Larry Cebula’s post about his visit to the Baron Von Munchausen Historic Home, and the subsequent reply from its director was reminiscent of earlier readings from Slavery and Public History.  Again, we read of someone defending slavery’s omission from history in deference to the feeling of black people/students.  This speaks to the difficulty we have in discussing our past, particularly on those issues involving race or shameful actions.  I can understand how slavery might make an African-American feel angry or shameful, or uncomfortable and be painful to hear about.  However, if we avoid the conversation through euphemisms like “maid” or “servant” we perpetuate the lies that encumber our present.  And while we shouldn’t forget the positive aspects of our history—we have come a long way from Jim Crow—the director’s advice to stop focusing on negatives is a common complaint from those who want to believe an Emancipation Proclamation or Civil Rights Act cured overnight, as David Blight terms it, “the nation’s persistent racism.”

The Washington Post online story, “Conservative class on Founding Fathers’ answers to current woes gain popularity” describes a manifestation of white Christian conservative economic insecurity.  Because of the traditional hagiographical treatment of the Founding Fathers, they make ideal role models for those drowning in a sea of doubt.  Additionally, it is reassuring that they were white, wealthy grandfatherly types who were always on the cusp of banning slavery, but just could not figure out how to do it.  Or at least that is what some on the right would have us believe.  Ironically, the economic policies supported by conservative politicians and pundits have encouraged the widening wealth-gap that pushes lower or middle income people to scramble for answers in a world of uncertainty.  Rather than questioning the causes of their financial distress, many are happy to accept the scapegoating of immigrants, people of color and those who do not subscribe to their procrustean religious views.  So the snake oil salesperson’s tells us to learn from the Founding Fathers, whose feet of clay have been sanitized, their deism has been defenestrated, their elitism leveled and their slaves freed.  Of course, the snake oil salesman has to be careful, because after all, the Founding Fathers did rebel when they felt their economic interest was threatened to a particular degree.

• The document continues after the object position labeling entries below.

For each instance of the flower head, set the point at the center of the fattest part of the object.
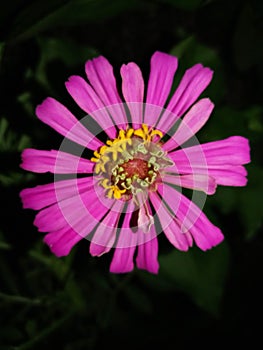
(130, 188)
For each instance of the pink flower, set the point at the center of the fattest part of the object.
(129, 190)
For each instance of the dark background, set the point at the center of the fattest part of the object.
(74, 302)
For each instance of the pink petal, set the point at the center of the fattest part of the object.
(58, 117)
(147, 256)
(69, 223)
(192, 122)
(193, 83)
(105, 234)
(205, 234)
(220, 159)
(133, 91)
(196, 182)
(171, 225)
(100, 74)
(54, 162)
(87, 99)
(44, 195)
(163, 68)
(81, 212)
(61, 242)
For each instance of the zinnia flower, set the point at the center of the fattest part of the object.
(143, 153)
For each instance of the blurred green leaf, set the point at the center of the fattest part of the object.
(139, 299)
(2, 45)
(189, 52)
(248, 39)
(65, 51)
(40, 16)
(3, 244)
(12, 178)
(186, 4)
(201, 275)
(245, 201)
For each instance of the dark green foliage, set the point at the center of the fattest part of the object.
(74, 302)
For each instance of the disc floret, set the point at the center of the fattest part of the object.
(131, 163)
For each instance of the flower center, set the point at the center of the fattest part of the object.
(131, 163)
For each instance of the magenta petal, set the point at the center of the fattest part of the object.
(192, 122)
(58, 117)
(232, 150)
(147, 256)
(44, 195)
(61, 242)
(133, 91)
(205, 234)
(193, 83)
(163, 68)
(171, 225)
(196, 182)
(87, 99)
(53, 161)
(100, 74)
(82, 212)
(105, 234)
(220, 159)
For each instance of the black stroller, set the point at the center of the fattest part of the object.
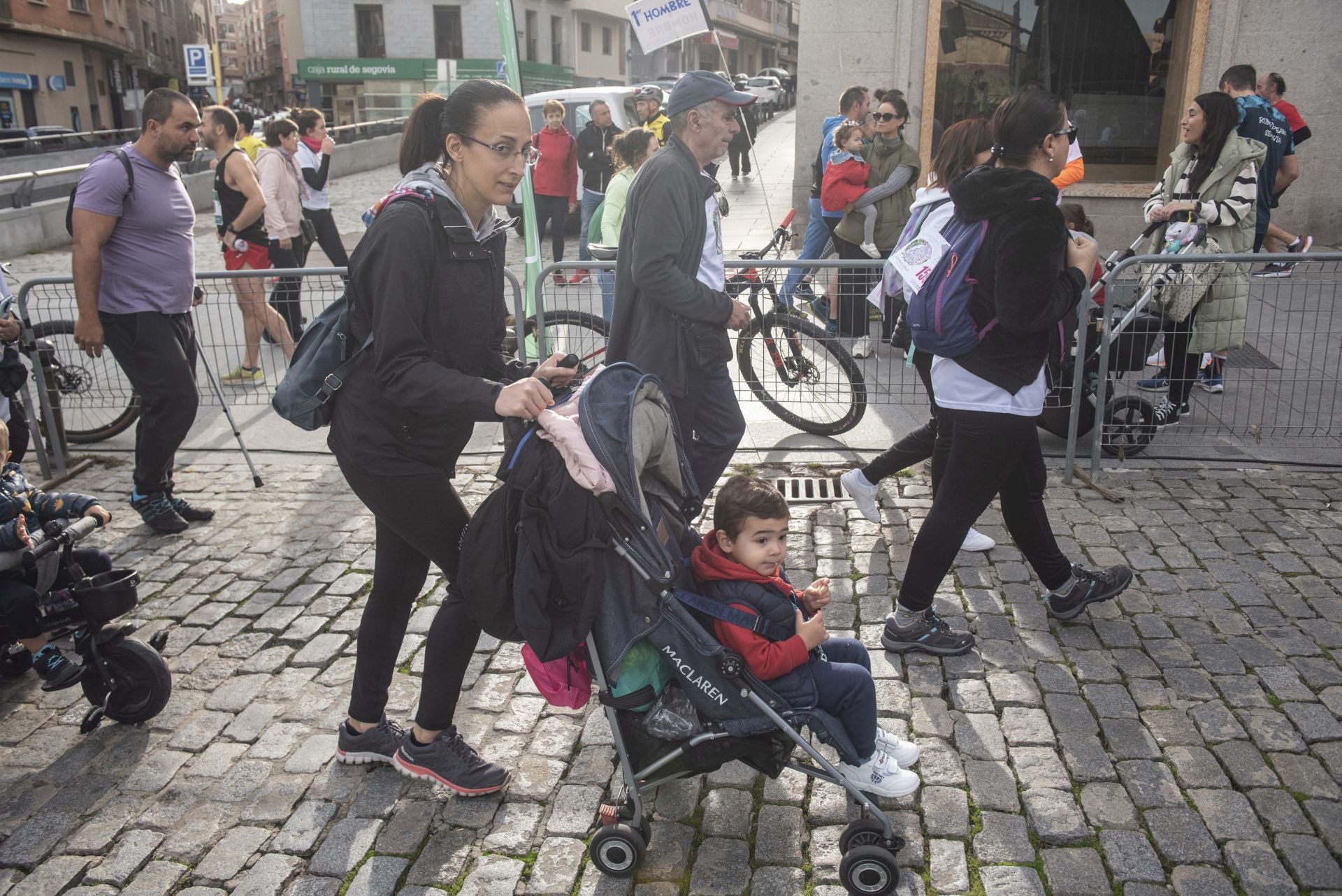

Jeff Robinson asks, “How can historians and publics use the power of the past to catalyze social change?” in his Public History Commons post.  Can those who decry fracking use the lands’ history as a tool to persuade their neighbors to resist selling their property to oil and gas companies?   Seriously, if someone offered you five million for your fifty acres could you resist?  Apparently many do, and in this Robinson sees the power of history harnessed to the yoke of public activism.  He also theorizes about getting people of opposing views to sit down together, to talk through their point of view, in order to reach compromise.  This made me wonder about the nature of compromise.  Is compromise always a good thing?  Or is it just the best that we can expect in an imperfect world?  If some places are saved isn’t that better than none?  If some human rights are respected isn’t that better than none?  Perhaps compromise is not always the best route.  Maybe reframing the question and removing false dichotomies are a better place to start before compromise is attempted.